Macrophages can transform into smart pathogen detectors

Pathogenic infections are the leading cause of death worldwide and a major threat to global public health. In recent years, the emergence of various drug-resistant strains has become a serious problem of clinically acquired infections. AMR Review, published in the UK, estimates that about 700,000 people worldwide die from drug-resistant bacterial infections every year, and this number will increase to 10 million by 2050, with an estimated economic loss of US$100 trillion. Therefore, effective pathogen recognition methods are urgently needed to control bacterial transmission and facilitate anti-infective therapy.

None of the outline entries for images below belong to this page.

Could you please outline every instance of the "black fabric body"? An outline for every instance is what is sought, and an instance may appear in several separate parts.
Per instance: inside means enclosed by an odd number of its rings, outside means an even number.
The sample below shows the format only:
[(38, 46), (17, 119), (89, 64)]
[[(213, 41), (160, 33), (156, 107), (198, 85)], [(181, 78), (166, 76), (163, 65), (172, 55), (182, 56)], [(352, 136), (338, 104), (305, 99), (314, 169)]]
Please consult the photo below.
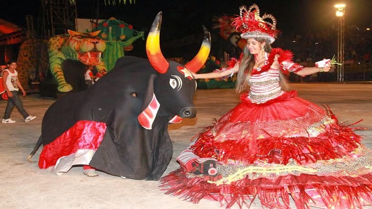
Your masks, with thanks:
[[(159, 179), (173, 153), (168, 121), (185, 108), (192, 112), (188, 118), (196, 113), (192, 103), (196, 84), (180, 73), (176, 67), (180, 65), (170, 61), (169, 70), (160, 74), (147, 59), (119, 59), (91, 87), (69, 94), (51, 106), (43, 120), (43, 144), (51, 143), (77, 121), (103, 122), (107, 128), (89, 165), (114, 175)], [(170, 85), (174, 75), (183, 80), (181, 89)], [(146, 129), (137, 118), (151, 101), (151, 91), (160, 107), (152, 128)]]

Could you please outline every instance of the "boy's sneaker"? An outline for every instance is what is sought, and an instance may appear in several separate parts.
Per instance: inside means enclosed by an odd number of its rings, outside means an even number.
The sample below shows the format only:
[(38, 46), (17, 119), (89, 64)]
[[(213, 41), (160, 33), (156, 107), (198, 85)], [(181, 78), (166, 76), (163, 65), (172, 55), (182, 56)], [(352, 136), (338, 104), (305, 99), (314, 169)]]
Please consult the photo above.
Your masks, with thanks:
[(3, 124), (12, 124), (13, 123), (15, 123), (15, 121), (13, 121), (10, 118), (8, 118), (6, 120), (5, 119), (2, 119), (2, 123)]
[(28, 116), (28, 117), (26, 118), (26, 119), (24, 120), (24, 122), (26, 123), (29, 122), (35, 118), (36, 118), (36, 116)]

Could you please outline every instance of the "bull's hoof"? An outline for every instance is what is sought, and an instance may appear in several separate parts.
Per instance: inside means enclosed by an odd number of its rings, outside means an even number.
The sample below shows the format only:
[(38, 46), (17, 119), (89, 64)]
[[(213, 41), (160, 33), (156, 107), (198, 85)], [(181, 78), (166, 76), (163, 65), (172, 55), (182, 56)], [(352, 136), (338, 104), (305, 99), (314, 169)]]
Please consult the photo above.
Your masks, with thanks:
[(87, 169), (84, 170), (84, 174), (89, 177), (98, 176), (98, 173), (96, 172), (96, 170), (94, 169)]
[(72, 86), (68, 84), (63, 84), (59, 85), (57, 87), (59, 91), (62, 92), (67, 92), (72, 90)]
[(27, 162), (29, 163), (36, 163), (36, 161), (32, 161), (32, 160), (31, 160), (31, 158), (32, 158), (32, 156), (33, 156), (33, 155), (29, 155), (28, 157), (27, 157)]

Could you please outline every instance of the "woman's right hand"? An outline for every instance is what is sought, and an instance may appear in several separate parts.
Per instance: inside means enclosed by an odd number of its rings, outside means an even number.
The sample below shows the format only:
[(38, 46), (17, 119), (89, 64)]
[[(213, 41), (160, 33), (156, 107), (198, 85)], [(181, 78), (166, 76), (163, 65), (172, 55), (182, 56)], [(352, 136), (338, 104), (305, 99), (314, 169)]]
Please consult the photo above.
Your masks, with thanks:
[(191, 75), (192, 76), (192, 78), (194, 78), (194, 79), (197, 79), (197, 74), (194, 73), (193, 72), (191, 72)]
[(6, 91), (6, 94), (8, 95), (8, 97), (13, 97), (13, 94), (11, 93), (11, 91)]

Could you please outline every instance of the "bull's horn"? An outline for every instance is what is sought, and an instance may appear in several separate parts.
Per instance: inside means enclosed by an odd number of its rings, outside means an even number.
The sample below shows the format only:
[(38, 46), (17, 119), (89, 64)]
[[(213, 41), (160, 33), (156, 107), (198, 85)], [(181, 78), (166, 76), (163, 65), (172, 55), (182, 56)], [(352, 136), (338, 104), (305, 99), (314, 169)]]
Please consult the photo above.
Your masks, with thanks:
[(158, 13), (152, 23), (146, 42), (146, 53), (152, 67), (158, 72), (165, 73), (169, 63), (163, 56), (159, 43), (162, 14), (162, 12)]
[(210, 52), (210, 34), (204, 26), (203, 26), (203, 32), (204, 39), (200, 49), (192, 60), (185, 65), (186, 68), (194, 73), (196, 73), (203, 67)]

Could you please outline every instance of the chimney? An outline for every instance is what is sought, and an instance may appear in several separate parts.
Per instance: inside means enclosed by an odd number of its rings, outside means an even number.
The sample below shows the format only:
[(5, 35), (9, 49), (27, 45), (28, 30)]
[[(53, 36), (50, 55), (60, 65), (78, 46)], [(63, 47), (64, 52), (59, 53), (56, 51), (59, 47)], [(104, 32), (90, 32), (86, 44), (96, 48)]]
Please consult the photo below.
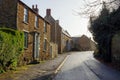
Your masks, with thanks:
[(38, 9), (37, 5), (36, 5), (36, 7), (34, 7), (34, 5), (32, 5), (32, 10), (34, 10), (36, 13), (39, 13), (39, 9)]
[(50, 16), (50, 15), (51, 15), (51, 9), (47, 9), (47, 10), (46, 10), (46, 15), (47, 15), (47, 16)]
[(56, 23), (59, 25), (59, 20), (56, 20)]

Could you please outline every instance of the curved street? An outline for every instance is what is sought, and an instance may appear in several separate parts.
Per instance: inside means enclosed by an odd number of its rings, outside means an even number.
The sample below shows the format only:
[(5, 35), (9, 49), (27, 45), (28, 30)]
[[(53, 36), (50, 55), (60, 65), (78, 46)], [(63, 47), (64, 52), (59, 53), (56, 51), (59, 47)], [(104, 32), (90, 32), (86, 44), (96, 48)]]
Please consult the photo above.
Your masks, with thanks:
[(120, 80), (120, 72), (97, 61), (92, 51), (71, 52), (53, 80)]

Currently, plate culture is widely used for bacterial identification; however, the main disadvantages of this method are the long analysis time (often more than 48 h) and the need for specialized culture conditions, which limits its speed and availability. Nucleic acid detection (such as PCR) using nucleic acid primers has excellent sensitivity, but the workflow of these detections is complex (such as cell lysis, nucleic acid extraction, magnetic separation, washing and amplification, etc.), and requires expensive proteases and thermocycling . Immunoassays, such as those based on lateral flow dipsticks, are simple, low cost, and have rapid signal generation. However, sensor design and deployment require screening and optimization. At the same time, it is necessary to know the information of the target bacteria in advance. It is difficult to select suitable bioreceptors to capture and detect bacteria when the pathogen is unknown.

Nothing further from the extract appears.